Der 64-Jährige hat ein langes Berufsleben als Verkäufer in Stuttgart hinter sich. In den Sommermonaten kehrt er in den Heimatort seiner Frau zurück. 1974, als es infolge der türkischen Invasion in Nordzypern beinahe zum Krieg zwischen Griechenland und der Türkei gekommen wäre, leistete er dort seinen Militärdienst ab. Den Evros kennt er gut, schon von damals. Als Ortsansässiger darf er auch heute in der Sperrzone angeln. „Es ist ein gefährlicher Fluss“, sagt er. „An der Oberfläche ist er glatt und ungetrübt, aber von unten wühlt es. Da ziehen einen Strudel und Wirbel hinunter.“
Tatsächlich ertrinken immer wieder Flüchtlinge in den Fluten des Evros. Allein in diesem Jahr kamen nach offiziellen Angaben bereits zwölf Menschen im Evros um, neun waren es im gesamten Vorjahr. Wahrscheinlich gibt es auch hier eine Dunkelziffer. Die Leichen mancher Ertrunkener können nicht geborgen werden, weil türkische Wachtposten Warnschüsse über die Köpfe der griechischen Zivilschutzmitarbeiter abfeuern würden, erzählt man sich in Pythio.

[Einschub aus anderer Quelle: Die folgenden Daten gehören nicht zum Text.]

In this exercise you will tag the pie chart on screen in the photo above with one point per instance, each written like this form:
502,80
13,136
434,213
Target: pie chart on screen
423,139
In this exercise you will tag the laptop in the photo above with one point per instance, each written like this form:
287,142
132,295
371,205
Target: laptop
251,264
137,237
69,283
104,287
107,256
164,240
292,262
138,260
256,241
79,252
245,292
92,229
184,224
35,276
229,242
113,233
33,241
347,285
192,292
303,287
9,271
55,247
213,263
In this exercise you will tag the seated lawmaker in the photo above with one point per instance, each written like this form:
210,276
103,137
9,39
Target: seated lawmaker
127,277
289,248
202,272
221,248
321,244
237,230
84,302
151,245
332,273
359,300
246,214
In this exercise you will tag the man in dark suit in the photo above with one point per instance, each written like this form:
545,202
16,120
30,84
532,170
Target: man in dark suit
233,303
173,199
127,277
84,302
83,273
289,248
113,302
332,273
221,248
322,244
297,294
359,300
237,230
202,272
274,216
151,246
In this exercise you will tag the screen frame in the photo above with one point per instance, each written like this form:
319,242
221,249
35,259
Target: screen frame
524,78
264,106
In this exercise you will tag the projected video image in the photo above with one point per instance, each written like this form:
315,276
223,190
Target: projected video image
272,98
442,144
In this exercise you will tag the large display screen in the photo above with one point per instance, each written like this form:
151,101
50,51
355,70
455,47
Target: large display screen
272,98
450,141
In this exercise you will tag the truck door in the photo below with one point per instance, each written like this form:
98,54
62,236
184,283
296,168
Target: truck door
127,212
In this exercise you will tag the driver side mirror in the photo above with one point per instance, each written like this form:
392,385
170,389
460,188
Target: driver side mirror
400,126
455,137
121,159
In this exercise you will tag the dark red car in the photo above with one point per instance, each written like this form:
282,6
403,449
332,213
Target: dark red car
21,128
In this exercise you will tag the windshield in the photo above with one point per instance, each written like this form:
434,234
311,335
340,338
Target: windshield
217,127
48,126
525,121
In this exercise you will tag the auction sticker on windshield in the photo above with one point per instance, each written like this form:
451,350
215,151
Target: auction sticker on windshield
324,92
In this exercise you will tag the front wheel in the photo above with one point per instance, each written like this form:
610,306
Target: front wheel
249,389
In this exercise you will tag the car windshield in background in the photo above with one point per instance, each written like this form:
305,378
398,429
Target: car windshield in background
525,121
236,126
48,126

Ioannis Kiourtidis wundert sich nicht darüber, dass Flüchtlinge immer wieder berichten, auf der türkischen Seite von den Sicherheitskräften unbehelligt geblieben zu sein. „Die halten die Hand auf fürs Wegschauen“, meint der Rentner. Beweisen lässt sich das freilich nicht.

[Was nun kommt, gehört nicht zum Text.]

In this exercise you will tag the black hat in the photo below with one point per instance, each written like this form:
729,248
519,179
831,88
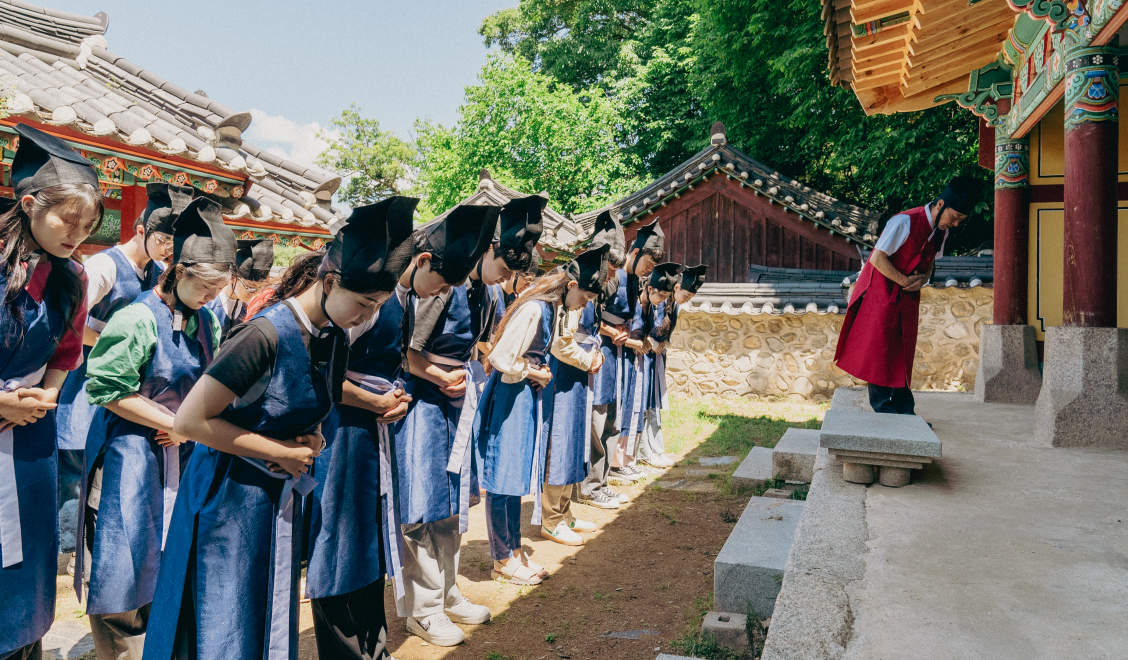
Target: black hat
367,252
200,236
254,258
166,202
589,269
693,278
650,237
44,160
461,238
520,223
608,231
961,194
666,275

In Athener Regierungskreisen verweist man wiederum darauf, dass das EU-Türkei-Flüchtlingsabkommen aus dem Jahr 2015 die Evros-Grenze nicht einschließt. Migranten, die über die Ostägäis nach Griechenland kommen und kein Asyl erhalten, werden demnach in die Türkei zurückgebracht. Da diese Bestimmung für die Evros-Region nicht gilt, habe Ankara wenig Motivation, Flüchtlinge von dieser Grenze auf ähnliche Weise fernzuhalten wie sie das an ihrer Ägäisküste tut, mutmaßt man in Athen.
Was auch immer dran sein mag: Funktioniert einmal eine Fluchtroute wie die über den Evros, dann lässt sie sich ausbauen. Sollten sich etwa die Konflikte in Nahost verschärfen, könnte sich der Weg über den Evros bald zu einem Hauptwanderungsweg entwickeln.